Präzise Positionsbestimmung unter schwierigen Bedingungen mit GNSS
Eine exakte Positionsangabe ist entscheidend für das Baum-Management. Nachdem Baumkontrolleure Maßnahmen für einen Baum festgelegt haben, wie beispielsweise das Entfernen morscher Äste, müssen die beauftragten Baumpfleger das betreffende Gehölz im Gelände zuverlässig wiederfinden können. Die Positionsbestimmung mittels GNSS stellt jedoch besonders unter Bäumen eine Herausforderung dar, da Laub und Äste die Satellitensignale beeinträchtigen können – ein Phänomen, das als „Abschattung“ bezeichnet wird.

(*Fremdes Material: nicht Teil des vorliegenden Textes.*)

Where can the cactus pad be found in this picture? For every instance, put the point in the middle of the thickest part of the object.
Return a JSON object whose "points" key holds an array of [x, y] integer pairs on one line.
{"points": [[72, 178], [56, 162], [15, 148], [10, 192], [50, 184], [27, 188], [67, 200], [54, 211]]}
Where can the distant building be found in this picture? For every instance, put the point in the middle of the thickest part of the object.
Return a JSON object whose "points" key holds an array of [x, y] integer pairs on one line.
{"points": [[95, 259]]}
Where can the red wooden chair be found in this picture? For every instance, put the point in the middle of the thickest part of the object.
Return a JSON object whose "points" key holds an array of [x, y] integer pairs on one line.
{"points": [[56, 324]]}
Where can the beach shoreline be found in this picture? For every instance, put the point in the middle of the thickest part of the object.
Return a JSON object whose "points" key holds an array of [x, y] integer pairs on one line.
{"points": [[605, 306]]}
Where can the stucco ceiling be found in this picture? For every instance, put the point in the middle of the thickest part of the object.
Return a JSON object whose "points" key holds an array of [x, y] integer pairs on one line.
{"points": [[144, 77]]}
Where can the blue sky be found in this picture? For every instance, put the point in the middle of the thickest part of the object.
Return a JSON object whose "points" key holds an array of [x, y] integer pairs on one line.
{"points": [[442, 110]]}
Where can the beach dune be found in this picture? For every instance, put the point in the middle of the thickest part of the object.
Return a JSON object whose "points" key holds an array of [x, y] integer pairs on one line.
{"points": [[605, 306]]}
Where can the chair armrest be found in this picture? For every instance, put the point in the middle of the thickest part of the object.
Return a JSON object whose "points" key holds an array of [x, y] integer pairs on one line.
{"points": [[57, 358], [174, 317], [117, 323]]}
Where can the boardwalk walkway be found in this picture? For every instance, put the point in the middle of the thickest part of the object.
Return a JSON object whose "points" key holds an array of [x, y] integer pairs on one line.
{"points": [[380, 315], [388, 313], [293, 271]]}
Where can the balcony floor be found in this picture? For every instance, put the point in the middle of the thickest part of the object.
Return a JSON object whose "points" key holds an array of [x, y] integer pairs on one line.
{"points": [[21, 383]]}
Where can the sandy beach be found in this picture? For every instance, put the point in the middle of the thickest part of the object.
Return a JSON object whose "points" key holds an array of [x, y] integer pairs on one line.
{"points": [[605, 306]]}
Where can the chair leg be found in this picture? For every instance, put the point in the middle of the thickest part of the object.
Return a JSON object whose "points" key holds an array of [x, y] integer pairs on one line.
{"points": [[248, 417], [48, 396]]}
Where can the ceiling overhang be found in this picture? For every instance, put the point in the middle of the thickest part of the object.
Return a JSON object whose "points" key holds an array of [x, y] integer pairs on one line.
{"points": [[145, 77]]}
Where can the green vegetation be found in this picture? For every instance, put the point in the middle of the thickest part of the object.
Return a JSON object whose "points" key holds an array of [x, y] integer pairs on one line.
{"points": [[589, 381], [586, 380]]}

Der ppm 10xx GNSS Sensor ist so konzipiert, dass dieser Effekt minimiert wird. Das Gerät verarbeitet Signale mehrerer globaler Satellitennavigationssysteme, darunter GPS (USA), GALILEO (Europa), BEIDOU (China) und GLONASS (Russland). Dadurch stehen stets ausreichend Satelliten zur Verfügung, um eine exakte Position zu bestimmen. Eine flexible Schwanenhalsantenne verbessert den Empfang zusätzlich durch individuelle Ausrichtungsmöglichkeiten.

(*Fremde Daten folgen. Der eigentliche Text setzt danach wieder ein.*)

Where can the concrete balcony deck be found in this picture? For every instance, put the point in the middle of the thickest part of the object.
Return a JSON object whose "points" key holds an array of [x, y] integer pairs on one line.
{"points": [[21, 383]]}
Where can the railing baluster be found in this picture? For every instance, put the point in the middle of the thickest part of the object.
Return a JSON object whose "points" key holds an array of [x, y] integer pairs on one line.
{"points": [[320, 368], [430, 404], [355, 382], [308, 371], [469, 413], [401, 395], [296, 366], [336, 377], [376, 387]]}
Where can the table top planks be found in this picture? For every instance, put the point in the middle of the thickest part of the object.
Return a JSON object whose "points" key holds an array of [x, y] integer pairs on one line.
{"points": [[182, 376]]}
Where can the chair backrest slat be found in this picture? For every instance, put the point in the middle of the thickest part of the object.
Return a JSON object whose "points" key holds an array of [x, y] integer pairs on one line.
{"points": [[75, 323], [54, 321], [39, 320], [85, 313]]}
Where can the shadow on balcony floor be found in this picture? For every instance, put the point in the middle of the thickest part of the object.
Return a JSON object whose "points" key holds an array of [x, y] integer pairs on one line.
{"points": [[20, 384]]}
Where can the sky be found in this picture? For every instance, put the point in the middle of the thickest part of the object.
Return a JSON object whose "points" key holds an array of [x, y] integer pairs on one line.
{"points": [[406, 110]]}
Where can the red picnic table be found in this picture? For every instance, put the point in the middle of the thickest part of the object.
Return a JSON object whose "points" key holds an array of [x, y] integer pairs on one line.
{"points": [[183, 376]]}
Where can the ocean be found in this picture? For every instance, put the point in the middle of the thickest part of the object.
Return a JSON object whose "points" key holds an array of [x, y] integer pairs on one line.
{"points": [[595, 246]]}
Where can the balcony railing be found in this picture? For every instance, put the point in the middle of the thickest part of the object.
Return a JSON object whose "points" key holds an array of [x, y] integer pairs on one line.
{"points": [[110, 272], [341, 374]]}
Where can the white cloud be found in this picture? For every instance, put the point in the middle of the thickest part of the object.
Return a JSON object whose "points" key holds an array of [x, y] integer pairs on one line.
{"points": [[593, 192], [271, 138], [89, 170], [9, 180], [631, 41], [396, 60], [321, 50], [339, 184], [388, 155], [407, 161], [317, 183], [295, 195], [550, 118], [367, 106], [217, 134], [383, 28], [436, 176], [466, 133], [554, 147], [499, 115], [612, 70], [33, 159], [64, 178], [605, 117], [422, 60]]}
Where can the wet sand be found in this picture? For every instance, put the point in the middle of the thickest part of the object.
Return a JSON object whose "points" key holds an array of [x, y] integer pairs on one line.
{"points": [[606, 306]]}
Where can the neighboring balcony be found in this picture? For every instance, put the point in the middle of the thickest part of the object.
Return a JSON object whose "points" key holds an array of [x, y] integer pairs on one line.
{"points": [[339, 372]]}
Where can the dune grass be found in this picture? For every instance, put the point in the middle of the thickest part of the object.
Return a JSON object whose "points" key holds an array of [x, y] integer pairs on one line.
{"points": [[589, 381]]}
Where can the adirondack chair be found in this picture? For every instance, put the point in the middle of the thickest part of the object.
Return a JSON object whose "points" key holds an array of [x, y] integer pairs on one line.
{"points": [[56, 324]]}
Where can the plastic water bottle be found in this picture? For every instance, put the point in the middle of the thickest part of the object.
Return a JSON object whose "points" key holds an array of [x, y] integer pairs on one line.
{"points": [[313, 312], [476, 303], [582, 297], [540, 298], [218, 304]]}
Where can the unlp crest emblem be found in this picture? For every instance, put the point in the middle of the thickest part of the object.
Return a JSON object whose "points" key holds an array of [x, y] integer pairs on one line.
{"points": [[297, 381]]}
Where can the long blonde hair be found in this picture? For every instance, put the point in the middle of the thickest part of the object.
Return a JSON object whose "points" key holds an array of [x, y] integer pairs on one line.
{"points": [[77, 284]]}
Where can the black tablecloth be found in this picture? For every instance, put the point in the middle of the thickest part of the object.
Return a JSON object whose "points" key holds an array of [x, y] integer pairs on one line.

„Sogar unter belaubten Bäumen liefert der ppm 10xx GNSS Sensor Positionsdaten mit einer Genauigkeit im Zentimeterbereich“, so Michael Degle, Landschaftsarchitekt bei der Bayerischen Schlösserverwaltung. „Darüber hinaus ist das System so einfach in der Handhabung, dass auch weniger computeraffine Gärtnerkollegen alle Arbeiten selbst ausführen können. Das spart Zeit und Geld und gibt uns die notwendige Flexibilität bei der Arbeit.“
Im Vergleich zur Ersterfassung des Baumkatasters zwischen 2008 und 2017, bei der die Positionsbestimmung über das integrierte GPS von Tablets erfolgte und teilweise Ungenauigkeiten von bis zu 20 Metern auftraten, stellt der ppm 10xx GNSS Sensor eine wesentliche Verbesserung dar.

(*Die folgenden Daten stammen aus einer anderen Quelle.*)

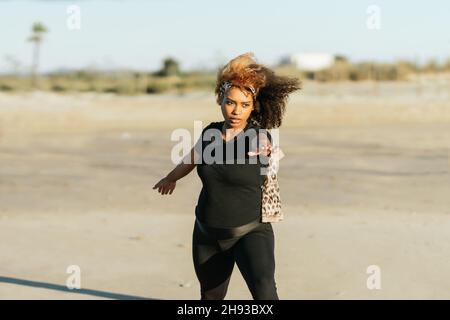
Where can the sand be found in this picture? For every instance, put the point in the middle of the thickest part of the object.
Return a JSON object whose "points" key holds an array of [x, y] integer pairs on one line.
{"points": [[365, 181]]}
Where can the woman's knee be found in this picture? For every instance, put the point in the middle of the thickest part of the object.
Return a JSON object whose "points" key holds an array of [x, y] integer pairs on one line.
{"points": [[264, 288]]}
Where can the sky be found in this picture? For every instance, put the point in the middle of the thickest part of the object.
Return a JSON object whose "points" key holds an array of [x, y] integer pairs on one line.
{"points": [[139, 34]]}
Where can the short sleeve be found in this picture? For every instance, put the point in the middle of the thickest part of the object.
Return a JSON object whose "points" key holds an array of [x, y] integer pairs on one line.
{"points": [[199, 144]]}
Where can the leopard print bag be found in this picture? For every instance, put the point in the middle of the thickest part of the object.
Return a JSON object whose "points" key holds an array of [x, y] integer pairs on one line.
{"points": [[271, 200]]}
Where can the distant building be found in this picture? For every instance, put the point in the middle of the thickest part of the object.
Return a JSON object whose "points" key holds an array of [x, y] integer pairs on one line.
{"points": [[310, 61]]}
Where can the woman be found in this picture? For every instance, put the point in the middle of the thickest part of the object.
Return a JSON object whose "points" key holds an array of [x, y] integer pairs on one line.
{"points": [[228, 226]]}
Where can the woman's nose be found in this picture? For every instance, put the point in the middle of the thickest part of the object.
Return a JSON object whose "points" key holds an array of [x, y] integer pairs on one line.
{"points": [[236, 110]]}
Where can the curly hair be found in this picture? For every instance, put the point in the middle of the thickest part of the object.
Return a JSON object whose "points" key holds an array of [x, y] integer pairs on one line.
{"points": [[269, 91]]}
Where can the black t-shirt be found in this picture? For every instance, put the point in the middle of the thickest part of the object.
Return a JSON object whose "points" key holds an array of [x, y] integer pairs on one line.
{"points": [[231, 192]]}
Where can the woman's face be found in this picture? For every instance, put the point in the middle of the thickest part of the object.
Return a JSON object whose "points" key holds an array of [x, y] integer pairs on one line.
{"points": [[236, 108]]}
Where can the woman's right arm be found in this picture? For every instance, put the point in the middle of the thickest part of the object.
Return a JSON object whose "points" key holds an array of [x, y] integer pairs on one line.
{"points": [[167, 184]]}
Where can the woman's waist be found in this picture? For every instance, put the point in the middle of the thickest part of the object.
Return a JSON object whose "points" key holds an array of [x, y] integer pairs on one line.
{"points": [[227, 232]]}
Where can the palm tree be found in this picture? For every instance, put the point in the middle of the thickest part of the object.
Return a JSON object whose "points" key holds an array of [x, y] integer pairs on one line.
{"points": [[38, 29]]}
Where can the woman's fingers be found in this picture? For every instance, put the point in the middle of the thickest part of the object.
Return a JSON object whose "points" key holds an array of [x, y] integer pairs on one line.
{"points": [[265, 150]]}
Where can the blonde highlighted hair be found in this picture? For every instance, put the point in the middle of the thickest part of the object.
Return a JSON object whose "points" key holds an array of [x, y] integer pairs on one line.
{"points": [[269, 91]]}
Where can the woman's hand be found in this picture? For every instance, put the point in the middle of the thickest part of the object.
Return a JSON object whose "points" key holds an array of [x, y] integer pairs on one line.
{"points": [[264, 150], [165, 186]]}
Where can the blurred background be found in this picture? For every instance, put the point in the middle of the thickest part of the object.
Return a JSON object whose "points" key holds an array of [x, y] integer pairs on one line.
{"points": [[90, 92]]}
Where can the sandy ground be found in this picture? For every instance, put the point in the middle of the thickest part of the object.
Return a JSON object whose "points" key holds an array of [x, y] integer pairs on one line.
{"points": [[365, 181]]}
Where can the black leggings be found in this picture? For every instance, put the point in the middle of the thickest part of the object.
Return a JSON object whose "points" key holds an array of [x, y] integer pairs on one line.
{"points": [[253, 253]]}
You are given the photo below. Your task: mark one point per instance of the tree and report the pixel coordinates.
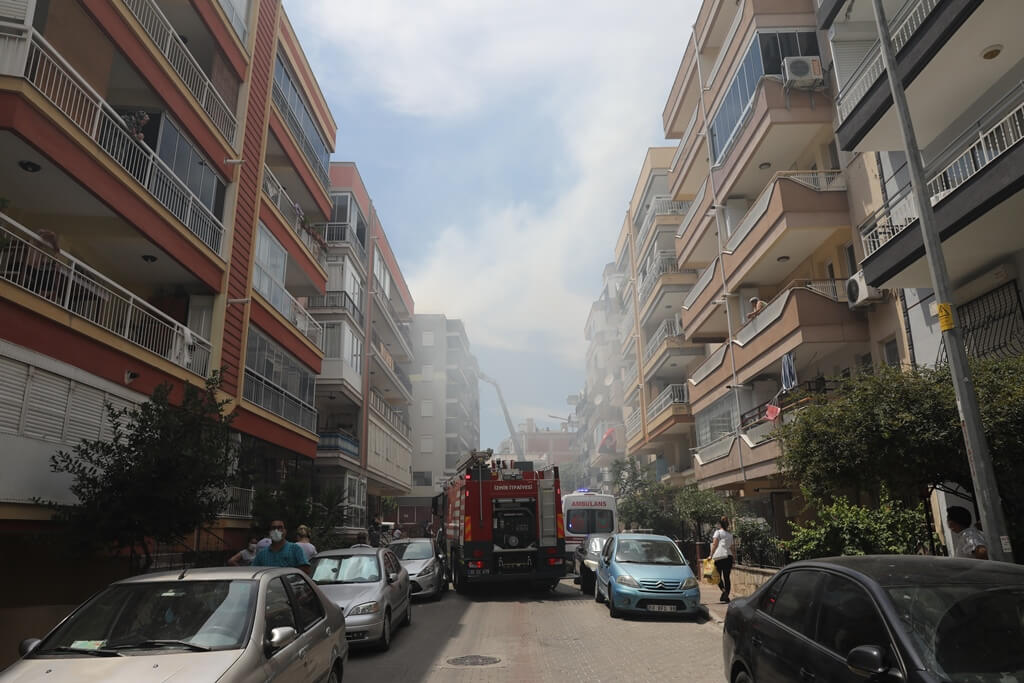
(164, 472)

Nahtlose Integration und flexible Handhabung im Feld
Für die Arbeit im Gelände befestigen die Baumkontrolleure den ppm 10xx GNSS Sensor mittels eines Klemmsystems an der Rückseite ihres Tablets und verbinden ihn über USB. Die Tablets verfügen über einen großen, benutzerfreundlichen Bildschirm, der auch bei Außenlicht ein komfortables Arbeiten ermöglicht. Sobald die Satelliten die Position eines Baumes erfasst haben, kann der Kontrolleur diesen Punkt über die Touch-Funktion in der RIWA Baumkontroll-App festschreiben und erforderliche Pflegemaßnahmen hinterlegen.
Der Sensor ermöglicht auch eine exzentrische Vermessung, bei der die Mitte des Baumes bestimmt werden kann, selbst wenn der Kontrolleur danebensteht. Alle erfassten Daten werden im RIWA-GIS-Zentrum zentral gespeichert. Der PPM Commander dient als Bindeglied und sorgt für die nahtlose Integration der GNSS-Daten in verschiedene Anwendungsprogramme. Baumpfleger können die Baumpositionen und die auszuführenden Maßnahmen über Tablets aus der Cloud abrufen.
Mit Außenmaßen von 10x5x3 Zentimetern und einem Gewicht von 130 Gramm stellt der ppm 10xx GNSS-Sensor auch bei langen Arbeitstagen im Gelände keine Belastung dar. Je nach Einsatzzweck lässt sich der Sensor mit einem Antennenstab-Kit kombinieren, bestehend aus einem steckbaren, zwei Meter langen Karbonstab mit einer präzisen GNSS Helix-Antenne. Dieses Vermessungssystem wiegt weniger als ein Kilogramm (805 g).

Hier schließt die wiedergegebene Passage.